The chair of the ITF seafarers’ section, David Heindel, noted that the trade unions were now committing themselves to the “continuing quest” of encouraging more countries to ratify the convention.

“[We] hope to have the U.S. Senate vote on ratification before the year’s end,” Heindel, who also serves as secretary-treasurer of the Seafarers International Union of North America, told IPS.

“We owe it to the world’s seafarers and look forward to a speedy ratification and an effective enforcement policy.”

Before the U.S. Senate can vote on the issue, however, the administration of President Barack Obama must formally sign the convention and then request the Senate to authorise its ratification. Currently, an inter-agency advisory panel is looking at the specifics.

“The U.S. government believes the MLC is an important addition to protect workers at sea, and we welcome its entry into force for 30 countries this week,” a U.S. State Department spokesperson told IPS.

“The United States was actively involved in the negotiations, and we supported its adoption in 2006. At present we are reviewing the convention to determine whether to submit the convention to the Senate for its advice and consent.”

That review is being coordinated by the U.S. Coast Guard. While the Coast Guard did not respond to IPS requests for comment, analysts have suggested that the agency does support ratification, as the MLC offers a potent tool to crack down on ships in U.S. waters that are failing to adhere to international standards.

“It will be very important for the U.S. to ratify this convention, as doing so will go a long way towards eliminating substandard vessels from international commerce more generally,” the Centre for Seafarers’ Rights’s Stevenson says. “Further, given the size of the U.S. economy, it is almost impossible to make money operating a major ship without going through the United States.”

Level playing field

As of Thursday, some 49 countries had ratified the MLC, representing more than three-quarters of the global shipping industry.

Meanwhile, there is widespread understanding that those governments that have not ratified the convention are only injuring their own shipping industries. Ships flagged in countries that have not ratified the convention could now, for instance, be subject to time-consuming inspections when entering the ports of countries that have signed onto the accord.

In response, in early August the U.S. Coast Guard came out with a voluntary certificate programme aimed at easing this process for U.S.-flagged ships. But it is unclear whether other countries will accept this documentation.

The U.S. shipping industry is now mounting a strong push in favour of ratification, on the view that the new regulations ensure a level playing field for all shippers.

“The Chamber of Shipping of America is totally supportive of U.S. ratification of the MLC,” Joseph Cox, president of the chamber, an association of shipowners and operators, told IPS.

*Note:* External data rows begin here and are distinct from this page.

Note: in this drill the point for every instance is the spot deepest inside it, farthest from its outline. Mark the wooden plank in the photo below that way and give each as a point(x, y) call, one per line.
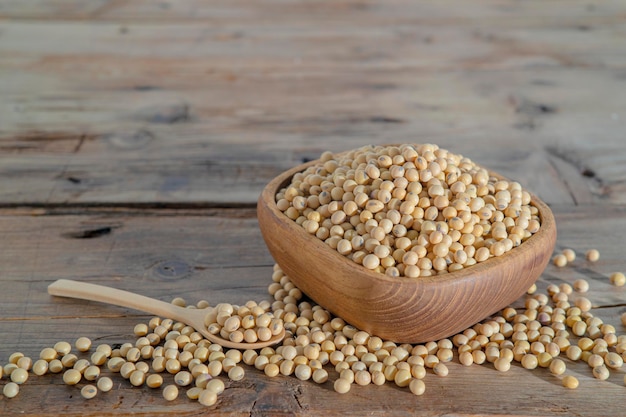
point(446, 11)
point(554, 133)
point(166, 110)
point(224, 259)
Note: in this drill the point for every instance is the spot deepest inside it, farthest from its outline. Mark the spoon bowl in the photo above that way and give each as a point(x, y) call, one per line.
point(189, 316)
point(404, 310)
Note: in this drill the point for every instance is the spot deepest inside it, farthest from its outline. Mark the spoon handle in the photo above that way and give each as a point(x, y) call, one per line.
point(121, 298)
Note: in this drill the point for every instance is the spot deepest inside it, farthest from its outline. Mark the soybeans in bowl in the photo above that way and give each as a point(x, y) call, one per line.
point(408, 242)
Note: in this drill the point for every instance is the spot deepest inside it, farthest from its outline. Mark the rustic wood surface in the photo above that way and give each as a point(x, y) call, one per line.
point(136, 136)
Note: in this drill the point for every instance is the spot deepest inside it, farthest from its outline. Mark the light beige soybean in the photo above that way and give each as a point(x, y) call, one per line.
point(154, 380)
point(207, 398)
point(40, 367)
point(320, 376)
point(402, 378)
point(10, 390)
point(170, 392)
point(581, 286)
point(466, 358)
point(557, 367)
point(378, 378)
point(529, 361)
point(81, 365)
point(342, 386)
point(91, 373)
point(98, 358)
point(303, 372)
point(440, 369)
point(48, 354)
point(236, 373)
point(19, 376)
point(570, 382)
point(601, 372)
point(569, 254)
point(216, 385)
point(592, 255)
point(559, 260)
point(72, 377)
point(127, 369)
point(287, 367)
point(215, 368)
point(202, 380)
point(194, 393)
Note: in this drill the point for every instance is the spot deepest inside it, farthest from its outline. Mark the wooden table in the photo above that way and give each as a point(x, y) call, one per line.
point(135, 137)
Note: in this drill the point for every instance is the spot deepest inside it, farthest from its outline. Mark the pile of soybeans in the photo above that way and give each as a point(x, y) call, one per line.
point(409, 210)
point(364, 205)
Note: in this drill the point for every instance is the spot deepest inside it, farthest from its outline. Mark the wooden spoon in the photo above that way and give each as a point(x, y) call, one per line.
point(405, 310)
point(189, 316)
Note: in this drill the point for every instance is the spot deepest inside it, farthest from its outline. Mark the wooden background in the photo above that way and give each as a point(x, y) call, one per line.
point(136, 136)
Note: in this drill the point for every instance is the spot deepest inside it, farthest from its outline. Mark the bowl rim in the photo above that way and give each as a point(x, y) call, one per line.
point(547, 227)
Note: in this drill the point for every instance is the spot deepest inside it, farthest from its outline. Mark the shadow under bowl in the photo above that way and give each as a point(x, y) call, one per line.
point(404, 310)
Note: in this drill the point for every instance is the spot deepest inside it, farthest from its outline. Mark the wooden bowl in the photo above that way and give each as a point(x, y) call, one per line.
point(405, 310)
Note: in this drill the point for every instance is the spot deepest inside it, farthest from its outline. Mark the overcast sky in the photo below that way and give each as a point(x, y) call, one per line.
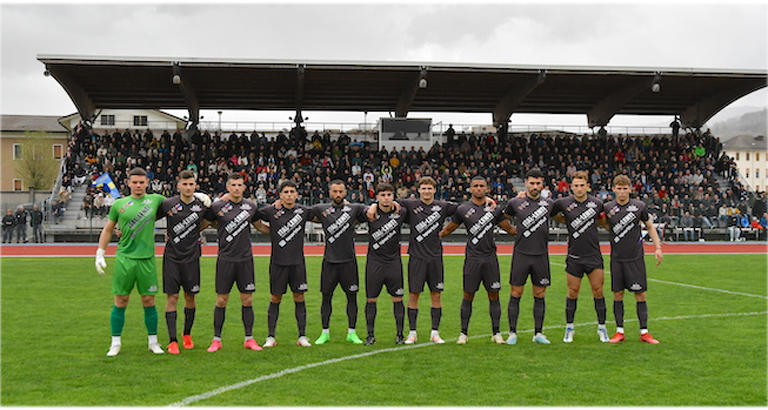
point(648, 35)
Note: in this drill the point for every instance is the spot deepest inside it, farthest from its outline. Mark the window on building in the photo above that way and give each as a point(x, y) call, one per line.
point(58, 151)
point(108, 119)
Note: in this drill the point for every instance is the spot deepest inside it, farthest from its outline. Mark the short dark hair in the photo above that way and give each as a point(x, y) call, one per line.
point(186, 174)
point(286, 183)
point(137, 171)
point(534, 173)
point(384, 186)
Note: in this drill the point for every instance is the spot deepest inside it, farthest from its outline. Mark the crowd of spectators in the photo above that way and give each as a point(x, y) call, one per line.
point(673, 176)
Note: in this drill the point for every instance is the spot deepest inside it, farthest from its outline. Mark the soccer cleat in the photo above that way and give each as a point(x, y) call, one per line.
point(188, 344)
point(437, 339)
point(156, 348)
point(568, 338)
point(270, 342)
point(603, 335)
point(113, 350)
point(251, 344)
point(173, 348)
point(647, 338)
point(618, 337)
point(352, 337)
point(215, 345)
point(324, 338)
point(303, 341)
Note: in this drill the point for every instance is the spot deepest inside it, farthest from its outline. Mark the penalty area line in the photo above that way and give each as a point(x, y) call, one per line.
point(207, 395)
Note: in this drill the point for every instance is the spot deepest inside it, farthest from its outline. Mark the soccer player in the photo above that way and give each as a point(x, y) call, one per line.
point(135, 257)
point(425, 265)
point(181, 259)
point(530, 253)
point(234, 264)
point(582, 213)
point(287, 266)
point(480, 263)
point(625, 217)
point(339, 262)
point(384, 264)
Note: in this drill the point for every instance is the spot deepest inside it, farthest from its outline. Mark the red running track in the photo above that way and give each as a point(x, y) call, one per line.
point(87, 249)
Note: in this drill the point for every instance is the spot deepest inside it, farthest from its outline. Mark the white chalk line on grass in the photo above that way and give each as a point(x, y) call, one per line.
point(730, 292)
point(207, 395)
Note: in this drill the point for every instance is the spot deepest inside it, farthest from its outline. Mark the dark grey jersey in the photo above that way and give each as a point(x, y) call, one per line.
point(426, 221)
point(384, 236)
point(625, 221)
point(479, 221)
point(531, 217)
point(234, 228)
point(339, 226)
point(581, 221)
point(183, 228)
point(286, 231)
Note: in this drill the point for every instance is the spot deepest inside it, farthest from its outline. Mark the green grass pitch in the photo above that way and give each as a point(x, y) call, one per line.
point(708, 311)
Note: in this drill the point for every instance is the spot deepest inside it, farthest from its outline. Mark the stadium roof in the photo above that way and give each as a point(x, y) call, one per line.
point(599, 93)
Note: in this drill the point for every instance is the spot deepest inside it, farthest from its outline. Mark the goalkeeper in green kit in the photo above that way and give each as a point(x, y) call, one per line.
point(135, 257)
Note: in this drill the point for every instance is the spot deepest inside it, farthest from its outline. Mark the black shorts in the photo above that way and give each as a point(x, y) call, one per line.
point(227, 273)
point(482, 270)
point(537, 266)
point(585, 264)
point(178, 275)
point(629, 275)
point(280, 276)
point(344, 273)
point(429, 271)
point(378, 274)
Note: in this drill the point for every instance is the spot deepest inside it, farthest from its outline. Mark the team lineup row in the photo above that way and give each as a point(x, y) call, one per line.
point(233, 216)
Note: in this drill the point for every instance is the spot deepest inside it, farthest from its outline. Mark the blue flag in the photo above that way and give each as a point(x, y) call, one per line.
point(105, 182)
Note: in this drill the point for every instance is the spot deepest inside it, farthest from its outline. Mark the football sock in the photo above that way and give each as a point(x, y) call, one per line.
point(601, 310)
point(272, 313)
point(189, 320)
point(436, 313)
point(513, 311)
point(170, 322)
point(570, 309)
point(413, 314)
point(370, 316)
point(247, 315)
point(219, 315)
point(642, 314)
point(301, 317)
point(117, 320)
point(466, 313)
point(325, 310)
point(618, 312)
point(539, 308)
point(150, 319)
point(352, 310)
point(495, 311)
point(399, 310)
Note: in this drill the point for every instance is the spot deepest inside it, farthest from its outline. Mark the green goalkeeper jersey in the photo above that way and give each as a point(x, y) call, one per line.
point(136, 219)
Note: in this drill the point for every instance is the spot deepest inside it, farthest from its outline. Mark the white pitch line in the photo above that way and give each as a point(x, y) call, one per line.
point(207, 395)
point(730, 292)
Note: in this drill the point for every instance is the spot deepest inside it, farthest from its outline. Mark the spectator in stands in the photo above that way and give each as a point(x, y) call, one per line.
point(9, 225)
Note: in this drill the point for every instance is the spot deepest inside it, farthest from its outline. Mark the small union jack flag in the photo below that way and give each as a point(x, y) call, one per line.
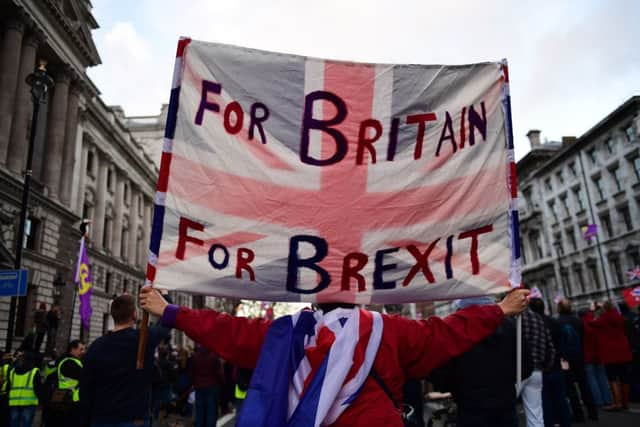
point(634, 273)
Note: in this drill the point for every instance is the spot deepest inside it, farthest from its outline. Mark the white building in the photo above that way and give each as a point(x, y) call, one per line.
point(563, 187)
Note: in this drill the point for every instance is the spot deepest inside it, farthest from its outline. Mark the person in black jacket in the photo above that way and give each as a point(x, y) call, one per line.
point(482, 380)
point(554, 386)
point(112, 390)
point(571, 349)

“We understand the administration is in the last stages of preparing the treaty and necessary implementing legislation for submission to the Senate. We are eager to work with the Senate and our seafarer colleagues to secure swift ratification of the MLC so the U.S. can join other nations in the maritime world in helping rid the ocean of substandard ships.”

Despite such broad industry, government and union support, it remains uncertain how much appetite for ratification there will be in the U.S. Senate, where Republicans have become increasingly suspicious of international covenants in recent years.

Last year, over the objections of industry and the military, conservative lawmakers sank a Senate push to ratify the Law of the Sea Treaty, a U.N. agreement that over the past three decades has been agreed to by nearly every country except the United States.